Judge says lawsuit can continue in bizarre Vallejo kidnapping case

FILE - This June, 2015 file booking photo released by the Dublin, Calif., Police Department shows Matthew Muller after he was arrested on robbery and assault charges. Muller, a disbarred Harvard University-trained attorney, faces decades in prison when he is sentenced Thursday, March 16, 2017, for a kidnapping so elaborate and bizarre that police in California initially dismissed it as a hoax. (Dublin Police Department via AP, File)


SACRAMENTO, Calif. (AP) — A federal judge says a couple’s defamation lawsuit against a Northern California city can proceed after a kidnapping so bizarre that police initially called it a hoax.

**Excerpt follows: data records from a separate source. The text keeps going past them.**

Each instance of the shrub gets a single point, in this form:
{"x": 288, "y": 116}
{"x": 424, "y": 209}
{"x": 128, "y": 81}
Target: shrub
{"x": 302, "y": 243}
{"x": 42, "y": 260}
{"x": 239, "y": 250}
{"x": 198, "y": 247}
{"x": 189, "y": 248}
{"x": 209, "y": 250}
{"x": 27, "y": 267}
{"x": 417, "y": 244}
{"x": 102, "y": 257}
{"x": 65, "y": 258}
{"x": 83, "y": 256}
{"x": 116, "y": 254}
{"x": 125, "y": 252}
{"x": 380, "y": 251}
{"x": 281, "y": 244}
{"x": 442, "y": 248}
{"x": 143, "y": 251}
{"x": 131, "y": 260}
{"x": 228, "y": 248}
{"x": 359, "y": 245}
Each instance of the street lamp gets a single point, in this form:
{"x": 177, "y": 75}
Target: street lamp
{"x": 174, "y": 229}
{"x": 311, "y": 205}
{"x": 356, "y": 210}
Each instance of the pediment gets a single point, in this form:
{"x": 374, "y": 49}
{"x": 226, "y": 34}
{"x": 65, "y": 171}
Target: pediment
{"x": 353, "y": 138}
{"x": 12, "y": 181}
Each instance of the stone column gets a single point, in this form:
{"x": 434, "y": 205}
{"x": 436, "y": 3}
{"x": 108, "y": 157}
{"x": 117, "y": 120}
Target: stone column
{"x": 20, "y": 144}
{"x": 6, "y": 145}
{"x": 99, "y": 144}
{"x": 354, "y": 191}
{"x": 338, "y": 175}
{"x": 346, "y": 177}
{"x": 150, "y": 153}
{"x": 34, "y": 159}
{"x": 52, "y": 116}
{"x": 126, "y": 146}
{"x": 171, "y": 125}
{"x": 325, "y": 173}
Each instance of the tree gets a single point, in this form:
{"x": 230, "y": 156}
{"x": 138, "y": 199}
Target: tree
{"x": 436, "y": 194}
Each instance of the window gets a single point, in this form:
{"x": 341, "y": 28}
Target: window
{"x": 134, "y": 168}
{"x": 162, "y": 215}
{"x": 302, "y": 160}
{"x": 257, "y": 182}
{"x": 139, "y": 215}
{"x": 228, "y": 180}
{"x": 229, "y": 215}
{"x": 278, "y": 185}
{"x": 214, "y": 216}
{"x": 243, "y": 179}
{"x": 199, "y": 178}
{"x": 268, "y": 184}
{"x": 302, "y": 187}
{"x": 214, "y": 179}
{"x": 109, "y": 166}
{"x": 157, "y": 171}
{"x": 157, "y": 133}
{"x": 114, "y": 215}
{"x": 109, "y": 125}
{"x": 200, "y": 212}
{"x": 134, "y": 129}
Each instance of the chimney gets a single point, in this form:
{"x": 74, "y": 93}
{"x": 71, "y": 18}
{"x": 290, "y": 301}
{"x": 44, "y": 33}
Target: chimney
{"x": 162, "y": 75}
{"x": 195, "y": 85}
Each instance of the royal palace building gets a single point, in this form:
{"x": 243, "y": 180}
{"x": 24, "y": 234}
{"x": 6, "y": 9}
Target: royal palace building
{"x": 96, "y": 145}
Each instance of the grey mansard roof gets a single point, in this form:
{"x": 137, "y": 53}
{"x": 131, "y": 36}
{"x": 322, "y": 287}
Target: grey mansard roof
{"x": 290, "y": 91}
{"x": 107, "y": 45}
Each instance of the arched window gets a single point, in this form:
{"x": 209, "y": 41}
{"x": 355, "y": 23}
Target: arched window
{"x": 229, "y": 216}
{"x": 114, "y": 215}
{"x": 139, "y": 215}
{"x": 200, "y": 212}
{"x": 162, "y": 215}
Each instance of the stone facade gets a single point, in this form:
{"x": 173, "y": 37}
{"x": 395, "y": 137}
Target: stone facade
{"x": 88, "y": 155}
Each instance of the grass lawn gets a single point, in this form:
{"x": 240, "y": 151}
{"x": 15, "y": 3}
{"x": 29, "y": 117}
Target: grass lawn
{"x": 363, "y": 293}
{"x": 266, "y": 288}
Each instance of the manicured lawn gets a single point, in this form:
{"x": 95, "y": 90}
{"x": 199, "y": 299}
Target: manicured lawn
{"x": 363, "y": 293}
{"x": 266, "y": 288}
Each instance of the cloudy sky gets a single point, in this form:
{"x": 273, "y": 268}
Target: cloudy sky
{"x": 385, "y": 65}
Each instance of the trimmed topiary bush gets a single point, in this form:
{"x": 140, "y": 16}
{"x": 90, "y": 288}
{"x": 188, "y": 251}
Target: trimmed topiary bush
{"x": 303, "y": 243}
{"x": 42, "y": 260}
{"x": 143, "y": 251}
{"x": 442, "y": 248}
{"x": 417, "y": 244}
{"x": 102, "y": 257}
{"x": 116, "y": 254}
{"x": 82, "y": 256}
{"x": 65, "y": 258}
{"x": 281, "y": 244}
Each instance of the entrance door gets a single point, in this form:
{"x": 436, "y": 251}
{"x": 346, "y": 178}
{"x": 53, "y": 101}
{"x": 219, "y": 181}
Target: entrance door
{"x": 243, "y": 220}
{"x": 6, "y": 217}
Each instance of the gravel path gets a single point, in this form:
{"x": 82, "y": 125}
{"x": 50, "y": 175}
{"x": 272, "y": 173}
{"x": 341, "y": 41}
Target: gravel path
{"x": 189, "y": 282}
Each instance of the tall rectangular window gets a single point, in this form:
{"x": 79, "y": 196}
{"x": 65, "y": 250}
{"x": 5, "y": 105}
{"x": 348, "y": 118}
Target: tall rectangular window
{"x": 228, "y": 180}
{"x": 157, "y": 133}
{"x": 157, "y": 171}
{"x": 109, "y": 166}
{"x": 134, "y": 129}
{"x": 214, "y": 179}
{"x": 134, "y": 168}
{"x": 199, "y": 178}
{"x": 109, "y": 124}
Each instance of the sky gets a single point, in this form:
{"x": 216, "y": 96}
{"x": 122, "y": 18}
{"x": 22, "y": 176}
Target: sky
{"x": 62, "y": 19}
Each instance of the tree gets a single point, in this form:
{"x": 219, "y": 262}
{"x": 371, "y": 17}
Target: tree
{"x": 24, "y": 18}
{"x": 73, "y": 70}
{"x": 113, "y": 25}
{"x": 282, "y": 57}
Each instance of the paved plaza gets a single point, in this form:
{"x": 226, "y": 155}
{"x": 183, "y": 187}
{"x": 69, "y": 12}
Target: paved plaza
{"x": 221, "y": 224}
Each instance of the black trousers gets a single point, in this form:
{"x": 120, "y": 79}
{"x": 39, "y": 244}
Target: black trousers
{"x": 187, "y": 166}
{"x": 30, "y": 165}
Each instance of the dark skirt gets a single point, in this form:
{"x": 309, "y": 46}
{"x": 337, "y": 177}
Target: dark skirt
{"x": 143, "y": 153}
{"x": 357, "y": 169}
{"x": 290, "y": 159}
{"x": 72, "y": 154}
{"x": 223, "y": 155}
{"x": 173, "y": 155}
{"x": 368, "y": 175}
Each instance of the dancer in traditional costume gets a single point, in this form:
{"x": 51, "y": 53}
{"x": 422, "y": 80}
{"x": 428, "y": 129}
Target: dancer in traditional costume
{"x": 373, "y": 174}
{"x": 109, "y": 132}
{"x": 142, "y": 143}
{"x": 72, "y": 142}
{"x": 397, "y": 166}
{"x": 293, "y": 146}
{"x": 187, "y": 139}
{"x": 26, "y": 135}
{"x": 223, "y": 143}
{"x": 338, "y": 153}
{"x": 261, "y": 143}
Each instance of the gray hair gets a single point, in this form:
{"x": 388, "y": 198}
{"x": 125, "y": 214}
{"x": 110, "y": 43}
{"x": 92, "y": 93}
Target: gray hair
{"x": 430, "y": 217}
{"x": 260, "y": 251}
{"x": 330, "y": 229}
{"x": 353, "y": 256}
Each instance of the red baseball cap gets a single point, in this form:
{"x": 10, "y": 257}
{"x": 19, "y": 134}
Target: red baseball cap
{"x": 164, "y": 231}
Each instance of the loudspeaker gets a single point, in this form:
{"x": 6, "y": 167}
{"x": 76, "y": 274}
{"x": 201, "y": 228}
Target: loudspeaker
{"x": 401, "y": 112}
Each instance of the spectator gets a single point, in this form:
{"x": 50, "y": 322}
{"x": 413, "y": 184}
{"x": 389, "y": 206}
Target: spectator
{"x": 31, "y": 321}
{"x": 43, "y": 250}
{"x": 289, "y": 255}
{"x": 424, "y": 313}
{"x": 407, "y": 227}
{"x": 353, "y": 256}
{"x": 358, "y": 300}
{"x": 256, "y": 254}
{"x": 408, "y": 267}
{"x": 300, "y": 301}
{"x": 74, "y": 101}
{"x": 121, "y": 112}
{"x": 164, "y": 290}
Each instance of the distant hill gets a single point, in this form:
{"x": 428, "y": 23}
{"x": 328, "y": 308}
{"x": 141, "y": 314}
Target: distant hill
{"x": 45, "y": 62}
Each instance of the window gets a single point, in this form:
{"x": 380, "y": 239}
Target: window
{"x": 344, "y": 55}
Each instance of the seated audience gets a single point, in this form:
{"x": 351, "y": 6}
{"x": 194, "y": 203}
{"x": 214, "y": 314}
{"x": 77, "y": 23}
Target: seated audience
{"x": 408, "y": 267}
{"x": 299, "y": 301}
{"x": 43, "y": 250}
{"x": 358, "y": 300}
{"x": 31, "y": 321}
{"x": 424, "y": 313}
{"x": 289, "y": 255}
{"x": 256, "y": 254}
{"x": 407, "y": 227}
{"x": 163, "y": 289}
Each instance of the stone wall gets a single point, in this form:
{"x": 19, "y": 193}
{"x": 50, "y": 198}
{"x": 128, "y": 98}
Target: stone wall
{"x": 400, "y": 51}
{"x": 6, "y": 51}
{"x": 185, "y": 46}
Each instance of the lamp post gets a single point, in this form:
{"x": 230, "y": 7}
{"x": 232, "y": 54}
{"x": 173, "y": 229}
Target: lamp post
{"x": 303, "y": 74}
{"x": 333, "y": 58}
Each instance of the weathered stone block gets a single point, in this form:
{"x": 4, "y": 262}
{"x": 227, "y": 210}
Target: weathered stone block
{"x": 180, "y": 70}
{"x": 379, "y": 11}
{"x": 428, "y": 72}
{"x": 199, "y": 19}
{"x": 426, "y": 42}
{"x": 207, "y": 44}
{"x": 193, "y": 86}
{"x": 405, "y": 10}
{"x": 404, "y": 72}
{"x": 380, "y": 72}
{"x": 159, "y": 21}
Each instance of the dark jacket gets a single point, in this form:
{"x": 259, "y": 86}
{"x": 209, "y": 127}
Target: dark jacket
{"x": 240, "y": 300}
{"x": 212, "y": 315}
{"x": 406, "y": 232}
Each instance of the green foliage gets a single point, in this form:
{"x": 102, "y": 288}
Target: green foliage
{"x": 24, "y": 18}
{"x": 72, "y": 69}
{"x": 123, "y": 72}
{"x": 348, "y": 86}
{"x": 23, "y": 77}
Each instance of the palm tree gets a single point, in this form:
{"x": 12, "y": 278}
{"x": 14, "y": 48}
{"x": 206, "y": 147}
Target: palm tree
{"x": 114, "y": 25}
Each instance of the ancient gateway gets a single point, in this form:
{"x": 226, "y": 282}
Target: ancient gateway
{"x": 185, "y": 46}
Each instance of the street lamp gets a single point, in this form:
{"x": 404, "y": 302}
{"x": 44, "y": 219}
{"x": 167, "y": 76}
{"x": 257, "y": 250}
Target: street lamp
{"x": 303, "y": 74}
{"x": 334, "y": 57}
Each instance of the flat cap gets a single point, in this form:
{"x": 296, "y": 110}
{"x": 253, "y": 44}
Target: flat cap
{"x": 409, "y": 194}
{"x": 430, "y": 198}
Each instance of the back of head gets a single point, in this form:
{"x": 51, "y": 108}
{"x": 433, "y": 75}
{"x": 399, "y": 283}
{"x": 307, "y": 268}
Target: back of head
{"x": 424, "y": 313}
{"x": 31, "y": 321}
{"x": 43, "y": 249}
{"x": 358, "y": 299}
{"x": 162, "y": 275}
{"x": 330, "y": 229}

U.S. District Judge Troy Nunley ruled Wednesday that a reasonable jury could eventually decide that Vallejo investigators’ conduct was extreme and outrageous.

Police discounted the story told by Denise Huskins and her boyfriend, Aaron Quinn, after she reappeared following her kidnapping in 2015.

She said she was drugged and dragged from their home, while Quinn described being bound and drugged by a man who claimed to be part of a band of “gentleman criminals.”

Police realized the couple was telling the truth only after the perpetrator, disbarred Harvard University-trained attorney Matthew Muller, was implicated in another crime. He’s serving a 40-year prison term.